Issues and concerns raised by those attending focused very much on the struggles and hardships of people living on ODSP or OW. A sampling of the personal examples given and concerns expressed by participants included:
- The inflexibility of ODSP in terms of adjusting to people’s changing life circumstances in relation to employment or living situation.
- The frequency of being cut-off ODSP benefits for no good reason, which left people desperate and created tremendous instability in living situations.
- The inadequacy of 2% increases in the social assistance rate given the 21% cuts more than ten years ago and the rise in the cost of living since.
- The desperation of a growing number of seniors about inadequate incomes (e.g. living n under $8,000 a year) and lack of access to essential health benefits.
- The need to completely give up all assets in order to qualify for assistance and the lack of resources people have to fight the system that denies or cuts off benefits.
- The anxiety about changes in the winter clothing and back-to-school provisions that will create hardships for families and humiliation for children as the new school year starts.
- The unfair charges to tenants of a landlord’s tribunal costs when eviction notices are challenged.
- The fear about the implications for low income people as energy costs will rise drastically as early as next winter.
- The struggles that single mothers have trying to help their children get a good post-secondary education when the OW system reduces the family’s benefits for children earning income to help pay for their tuition and books.
MPPs Horvath and Miller and Senior Policy Advisor Wilson listened intently to the accounts from the more than 30 people who came forward to the microphones. They offered their observations on situations and issues presented.
The NDP position on the poverty reduction strategy is that it should be under the direction of an all-party Parliamentary committee, not one led by the Liberal Government on its own. The NDP have advanced a number of Private Member’s bills over the last number of months that would contribute to poverty reduction and all have been killed by the majority Liberal Government. The NDP is also very critical of the consultation process that the Minister has set up.
Tatum Wilson asserted that the Minister is serious about a strong and comprehensive poverty reduction plan and a consultation process that will hear all who wish to participate and contribute their views. He promised that he would take back to the Minister everything that he had heard in the Hamilton public meeting. All of the consultations have their particular concerns depending on where they are being held and who is participating but there are some common themes emerging such as the crisis in affordable housing, inaccessibility of public transportation for low income people, and the stigma of living on OW or ODSP. Rules and regulations of the current OW and ODSP system that create more hardships for low income people are also being raised often in consultations.
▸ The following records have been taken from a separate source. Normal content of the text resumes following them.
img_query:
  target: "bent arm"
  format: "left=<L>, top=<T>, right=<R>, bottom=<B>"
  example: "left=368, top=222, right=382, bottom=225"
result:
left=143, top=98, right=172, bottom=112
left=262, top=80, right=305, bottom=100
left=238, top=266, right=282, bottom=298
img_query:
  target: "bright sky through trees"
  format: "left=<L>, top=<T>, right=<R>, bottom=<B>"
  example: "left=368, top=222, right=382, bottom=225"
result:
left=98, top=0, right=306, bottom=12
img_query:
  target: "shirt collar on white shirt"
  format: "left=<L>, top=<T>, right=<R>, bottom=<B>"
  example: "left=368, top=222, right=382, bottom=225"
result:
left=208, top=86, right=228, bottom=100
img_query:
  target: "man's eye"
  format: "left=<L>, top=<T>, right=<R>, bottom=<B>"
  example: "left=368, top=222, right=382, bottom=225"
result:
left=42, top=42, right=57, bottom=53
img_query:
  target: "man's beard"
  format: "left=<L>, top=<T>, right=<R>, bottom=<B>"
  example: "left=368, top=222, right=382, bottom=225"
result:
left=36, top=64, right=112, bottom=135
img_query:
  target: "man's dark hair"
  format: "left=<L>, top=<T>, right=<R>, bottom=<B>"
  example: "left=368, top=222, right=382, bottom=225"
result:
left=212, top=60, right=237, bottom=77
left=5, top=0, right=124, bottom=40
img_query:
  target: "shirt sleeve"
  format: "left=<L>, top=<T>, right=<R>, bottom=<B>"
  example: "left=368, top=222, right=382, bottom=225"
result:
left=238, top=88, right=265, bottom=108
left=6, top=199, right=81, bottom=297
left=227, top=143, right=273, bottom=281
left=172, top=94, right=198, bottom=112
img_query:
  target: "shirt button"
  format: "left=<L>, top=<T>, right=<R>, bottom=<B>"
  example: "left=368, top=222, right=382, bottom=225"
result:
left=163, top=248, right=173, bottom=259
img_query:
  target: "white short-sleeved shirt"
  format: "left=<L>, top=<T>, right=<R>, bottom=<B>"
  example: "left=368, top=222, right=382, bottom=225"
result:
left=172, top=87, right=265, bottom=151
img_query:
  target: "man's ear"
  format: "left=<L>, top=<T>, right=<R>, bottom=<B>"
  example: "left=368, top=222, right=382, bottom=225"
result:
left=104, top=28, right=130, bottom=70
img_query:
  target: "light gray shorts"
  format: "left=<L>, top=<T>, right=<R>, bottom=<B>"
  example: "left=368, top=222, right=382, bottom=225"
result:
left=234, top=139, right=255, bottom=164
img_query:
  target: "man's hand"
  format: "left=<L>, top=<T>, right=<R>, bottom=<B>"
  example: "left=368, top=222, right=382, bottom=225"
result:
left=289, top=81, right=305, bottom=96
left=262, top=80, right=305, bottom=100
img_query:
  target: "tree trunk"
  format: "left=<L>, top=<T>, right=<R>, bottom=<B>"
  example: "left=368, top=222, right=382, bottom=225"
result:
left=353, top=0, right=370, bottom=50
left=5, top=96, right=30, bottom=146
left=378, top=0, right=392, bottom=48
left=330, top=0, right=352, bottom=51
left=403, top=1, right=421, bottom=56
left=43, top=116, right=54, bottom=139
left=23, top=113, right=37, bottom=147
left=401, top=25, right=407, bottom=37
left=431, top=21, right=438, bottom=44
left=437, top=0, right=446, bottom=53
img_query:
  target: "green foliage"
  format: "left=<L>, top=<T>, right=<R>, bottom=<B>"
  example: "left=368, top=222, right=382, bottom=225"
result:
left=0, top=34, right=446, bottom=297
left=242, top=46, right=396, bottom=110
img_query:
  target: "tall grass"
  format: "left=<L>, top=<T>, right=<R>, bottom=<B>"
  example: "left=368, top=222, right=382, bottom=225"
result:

In response to a question about the Minister only inquiring in her consultations about using existing resources differently to reduce poverty, Mr. Wilson replied that the intent is to see where changes might be made to make sure there are better results from how existing money is spent, but that the Minister’s consultations are also asking about how new money should be used to reduce poverty.
It was observed that, although Mr. Wilson’s presence and participation on behalf of the Minister was much appreciated, it is really the job of the elected political representatives to participate in such public meetings, especially MPPs from the governing party, except for legitimate reasons such as health issues.